L'entrée en vigueur, le 1er janvier 2008, de la LEtr, a entraîné l'abrogation de la loi fédérale du 26 mars 1931 sur le séjour et l'établissement des étrangers (LSEE). L'art. 126a al. 4 LEtr prévoit que les personnes admises à titre provisoire avant l'entrée en vigueur de la modification du 16 décembre 2005 de la LAsi et de la LEtr sont soumises au nouveau droit. C'est donc ce nouveau droit qui s'applique en l'espèce.
L'art. 84 al. 1 et 2 LEtr dispose que le SEM lève l'admission provisoire et ordonne l'exécution du renvoi ou de l'expulsion s'il constate, après vérification, que l'étranger n'en remplit plus les conditions.
Selon une jurisprudence constante, une admission provisoire ne peut être levée, en principe, que si l'exécution du renvoi est à la fois licite, raisonnablement exigible et possible (cf. art. 83 al. 1 LEtr a contrario). Il incombe alors à l'autorité appelée à statuer de vérifier que les conditions précitées sont cumulativement remplies (dans ce sens Jurisprudence et informations de la Commission suisse de recours en matière d'asile [JICRA] 2006 n° 23 consid. 7.3 ; 2005 n° 3 ; 2001 n° 17 ; aussi ATAF
2009/40 consid. 4.2).
Aux termes de l'art. 84 al. 3 LEtr, une admission provisoire accordée en vertu de l'art. 83 al. 2 (impossibilité) ou al. 4 (inexigibilité) peut également être levée, quand bien même les conditions à son maintien seraient toujours réalisées, si les motifs visés à l'art. 83 al. 7 LEtr sont réunis et qu'une autorité cantonale, l'Office fédéral de la police (fedpol) ou le Service de renseignements de la Confédération (SRC) en fait la demande.

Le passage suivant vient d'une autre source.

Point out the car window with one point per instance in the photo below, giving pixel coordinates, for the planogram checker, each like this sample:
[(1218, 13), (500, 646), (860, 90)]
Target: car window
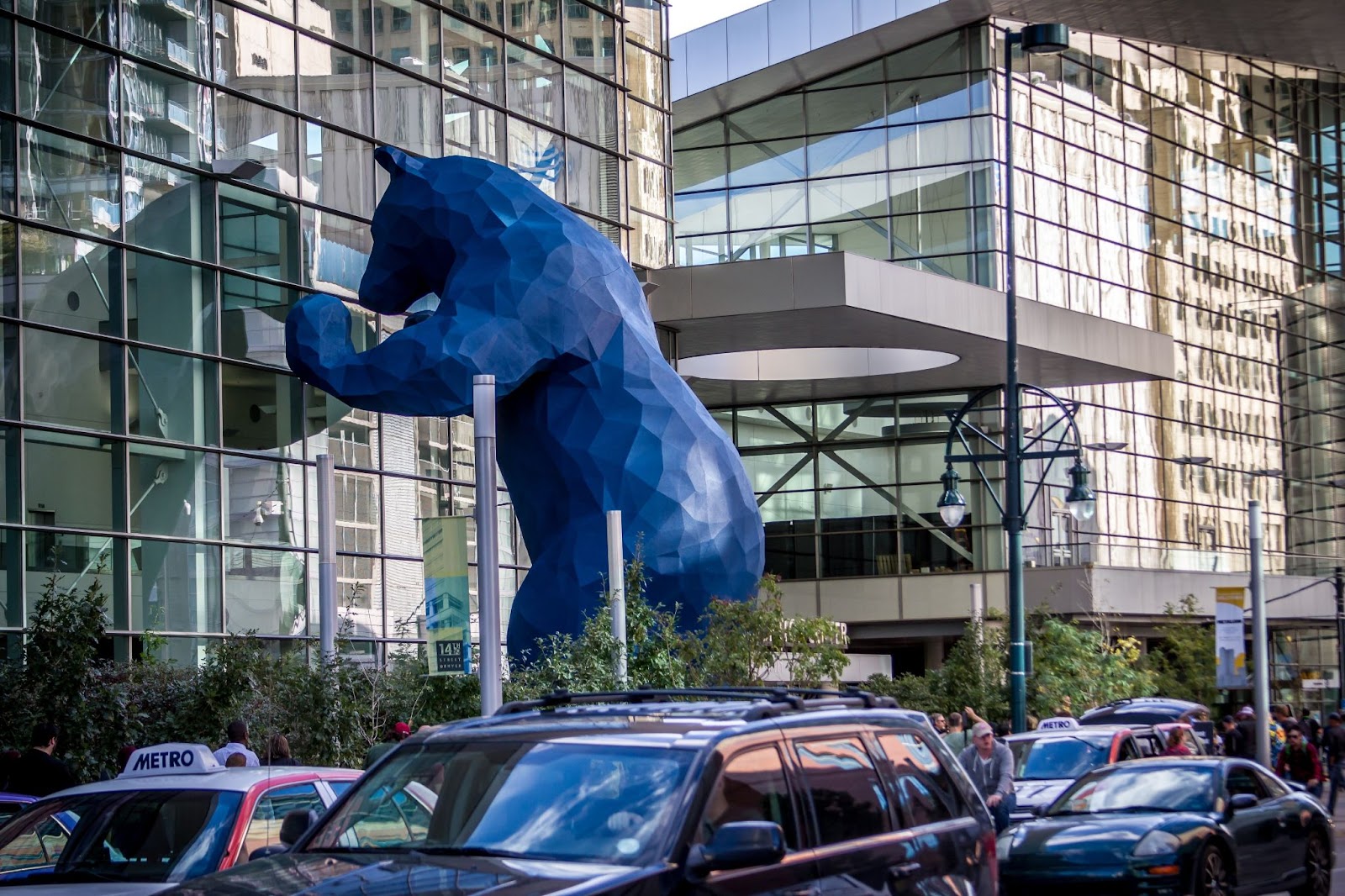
[(751, 788), (269, 814), (37, 842), (571, 799), (847, 797), (150, 835), (1271, 784), (923, 788), (1243, 779)]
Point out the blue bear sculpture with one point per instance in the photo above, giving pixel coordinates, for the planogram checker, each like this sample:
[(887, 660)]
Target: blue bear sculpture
[(591, 417)]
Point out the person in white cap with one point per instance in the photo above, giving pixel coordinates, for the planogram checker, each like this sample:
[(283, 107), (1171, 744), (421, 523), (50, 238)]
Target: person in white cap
[(990, 766)]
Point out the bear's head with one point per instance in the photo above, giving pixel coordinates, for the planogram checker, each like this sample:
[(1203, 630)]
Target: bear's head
[(412, 248)]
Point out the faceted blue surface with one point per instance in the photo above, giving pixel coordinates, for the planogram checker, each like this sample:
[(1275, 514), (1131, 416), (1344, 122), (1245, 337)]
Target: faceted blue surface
[(591, 417)]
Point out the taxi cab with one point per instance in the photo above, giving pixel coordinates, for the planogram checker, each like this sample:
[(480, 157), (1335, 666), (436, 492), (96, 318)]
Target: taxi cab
[(172, 814)]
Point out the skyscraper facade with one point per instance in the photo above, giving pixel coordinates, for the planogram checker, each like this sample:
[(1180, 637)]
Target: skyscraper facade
[(1187, 192), (177, 175)]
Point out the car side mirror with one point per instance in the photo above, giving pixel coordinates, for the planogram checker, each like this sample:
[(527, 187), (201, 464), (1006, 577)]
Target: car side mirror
[(298, 821), (737, 845)]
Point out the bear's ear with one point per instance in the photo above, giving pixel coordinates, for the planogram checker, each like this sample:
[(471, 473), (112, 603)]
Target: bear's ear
[(396, 161)]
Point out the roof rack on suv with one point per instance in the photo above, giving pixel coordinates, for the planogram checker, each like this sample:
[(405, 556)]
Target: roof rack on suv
[(764, 701)]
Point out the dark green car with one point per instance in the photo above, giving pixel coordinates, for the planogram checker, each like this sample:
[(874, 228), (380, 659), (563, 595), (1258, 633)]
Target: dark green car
[(1168, 826)]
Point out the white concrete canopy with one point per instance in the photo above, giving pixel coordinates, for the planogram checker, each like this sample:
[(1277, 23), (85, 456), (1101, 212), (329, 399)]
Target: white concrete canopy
[(841, 300)]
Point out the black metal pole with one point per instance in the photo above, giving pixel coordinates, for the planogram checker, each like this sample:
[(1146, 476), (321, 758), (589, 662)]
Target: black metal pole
[(1013, 439), (1340, 640)]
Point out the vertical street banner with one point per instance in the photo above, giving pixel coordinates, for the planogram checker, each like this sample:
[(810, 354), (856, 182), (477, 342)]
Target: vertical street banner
[(1230, 638), (447, 606)]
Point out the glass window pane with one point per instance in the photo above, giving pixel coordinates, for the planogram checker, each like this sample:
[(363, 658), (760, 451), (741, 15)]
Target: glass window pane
[(253, 55), (595, 181), (264, 591), (67, 380), (409, 112), (166, 210), (262, 501), (535, 22), (535, 85), (174, 492), (538, 155), (91, 19), (175, 587), (340, 20), (69, 482), (91, 194), (71, 282), (847, 798), (409, 35), (67, 85), (259, 235), (645, 74), (591, 111), (335, 85), (252, 131), (474, 61), (472, 129), (171, 396), (261, 409)]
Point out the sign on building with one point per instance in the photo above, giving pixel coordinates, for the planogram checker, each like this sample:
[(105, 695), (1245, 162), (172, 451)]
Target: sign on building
[(448, 630), (1230, 638)]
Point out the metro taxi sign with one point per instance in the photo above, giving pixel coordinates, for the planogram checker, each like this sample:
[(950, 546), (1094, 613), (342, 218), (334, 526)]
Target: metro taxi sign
[(1058, 723), (171, 759)]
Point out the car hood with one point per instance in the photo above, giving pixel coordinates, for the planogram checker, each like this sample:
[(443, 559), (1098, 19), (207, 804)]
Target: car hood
[(1039, 793), (1100, 840), (84, 888), (338, 875)]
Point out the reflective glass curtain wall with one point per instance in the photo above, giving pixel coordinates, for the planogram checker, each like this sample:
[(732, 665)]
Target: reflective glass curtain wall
[(1189, 192), (154, 437)]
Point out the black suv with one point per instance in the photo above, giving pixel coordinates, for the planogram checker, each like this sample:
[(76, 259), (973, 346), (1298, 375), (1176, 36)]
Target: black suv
[(650, 793)]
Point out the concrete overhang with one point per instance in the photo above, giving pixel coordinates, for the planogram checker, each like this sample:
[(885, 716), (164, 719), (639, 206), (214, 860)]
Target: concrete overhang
[(840, 300), (783, 45)]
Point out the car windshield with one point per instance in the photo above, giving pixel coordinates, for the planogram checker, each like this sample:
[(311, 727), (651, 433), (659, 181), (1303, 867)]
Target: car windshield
[(1140, 788), (558, 801), (1052, 757), (151, 835)]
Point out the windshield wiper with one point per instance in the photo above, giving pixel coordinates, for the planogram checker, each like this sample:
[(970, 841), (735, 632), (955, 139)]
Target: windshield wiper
[(468, 851)]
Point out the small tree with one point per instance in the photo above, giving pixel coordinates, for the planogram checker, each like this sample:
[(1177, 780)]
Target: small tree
[(1183, 661)]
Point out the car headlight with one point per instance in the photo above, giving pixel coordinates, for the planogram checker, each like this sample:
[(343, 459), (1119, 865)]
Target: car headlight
[(1157, 842)]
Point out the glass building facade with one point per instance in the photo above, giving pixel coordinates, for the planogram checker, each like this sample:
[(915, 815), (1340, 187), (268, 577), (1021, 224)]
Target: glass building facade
[(154, 439), (1188, 192)]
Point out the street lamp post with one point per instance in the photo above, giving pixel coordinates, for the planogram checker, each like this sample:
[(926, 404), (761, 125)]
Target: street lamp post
[(1032, 40)]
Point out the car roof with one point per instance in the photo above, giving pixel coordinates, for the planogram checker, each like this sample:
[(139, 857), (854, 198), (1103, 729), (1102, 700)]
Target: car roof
[(674, 719), (224, 779), (1100, 732)]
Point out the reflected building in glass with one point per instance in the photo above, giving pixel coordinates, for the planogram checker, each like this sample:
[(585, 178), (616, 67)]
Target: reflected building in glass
[(155, 440), (1179, 210)]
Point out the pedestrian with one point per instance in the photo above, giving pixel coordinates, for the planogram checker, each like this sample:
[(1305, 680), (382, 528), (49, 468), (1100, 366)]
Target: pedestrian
[(1176, 744), (1333, 741), (1311, 727), (958, 737), (396, 735), (989, 763), (1231, 736), (237, 744), (1247, 732), (38, 772), (1298, 762), (277, 752)]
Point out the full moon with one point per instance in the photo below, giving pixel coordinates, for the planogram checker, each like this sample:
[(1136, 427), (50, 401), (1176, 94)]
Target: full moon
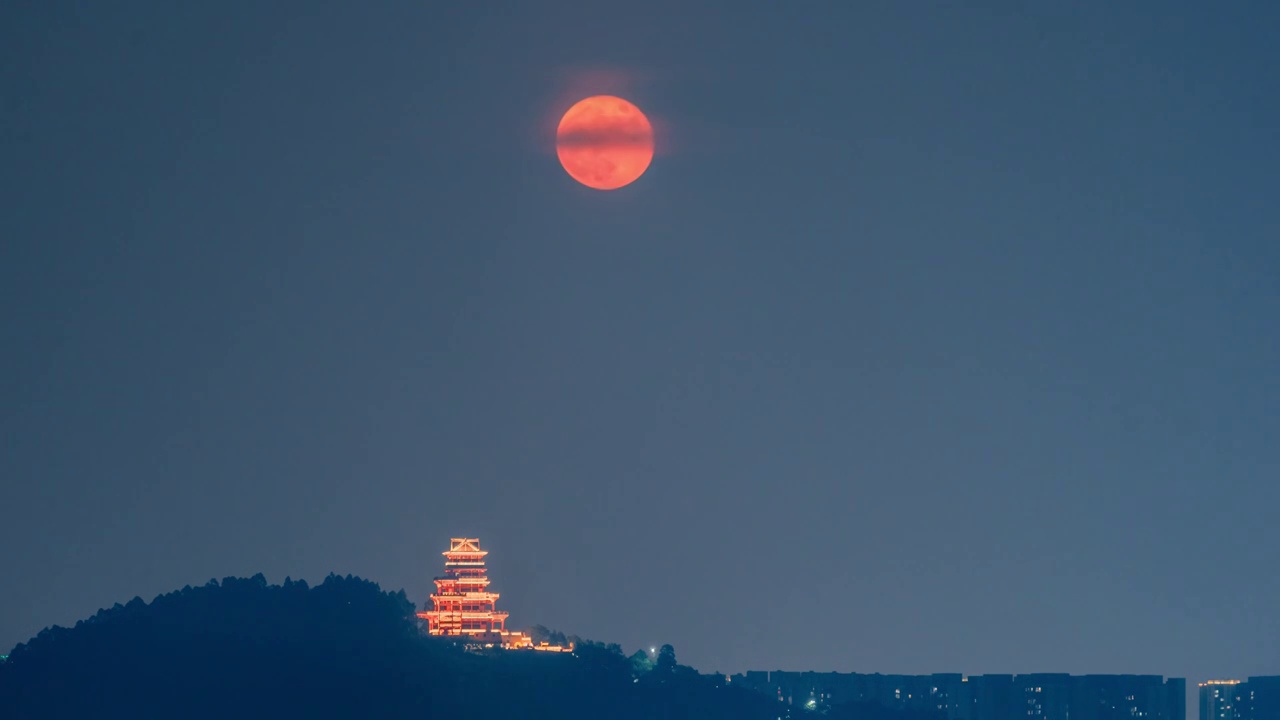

Selon l'art. 83 al. 7 LEtr, l'admission provisoire visée aux al. 2 et 4 de cette même disposition n'est pas ordonnée lorsque l'étranger a été condamné à une peine privative de liberté de longue durée en Suisse ou à l'étranger ou a fait l'objet d'une mesure pénale au sens des art. 64 ou 61 CP (let. a), lorsque l'étranger attente de manière grave ou répétée à la sécurité et à l'ordre publics en Suisse ou à l'étranger, les met en danger ou représente une menace pour la sécurité intérieure ou extérieure de la Suisse (let. b) ou lorsque l'impossibilité d'exécuter le renvoi ou l'expulsion est due au comportement de l'étranger (let. c).
En l'occurrence, dans son courrier du 17 décembre 2013, le Service de la population et des migrations du canton C. a proposé au SEM de lever l'admission provisoire accordée au recourant par décision du 31 mai 2000. Après avoir accordé le droit d'être entendu à l'intéressé, l'autorité de première instance a estimé que les conditions de l'art. 83 al. 7 let. a LEtr étaient réalisées, eu égard à la condamnation du recourant, le 1er juin 2012, à une peine privative de liberté de huit ans.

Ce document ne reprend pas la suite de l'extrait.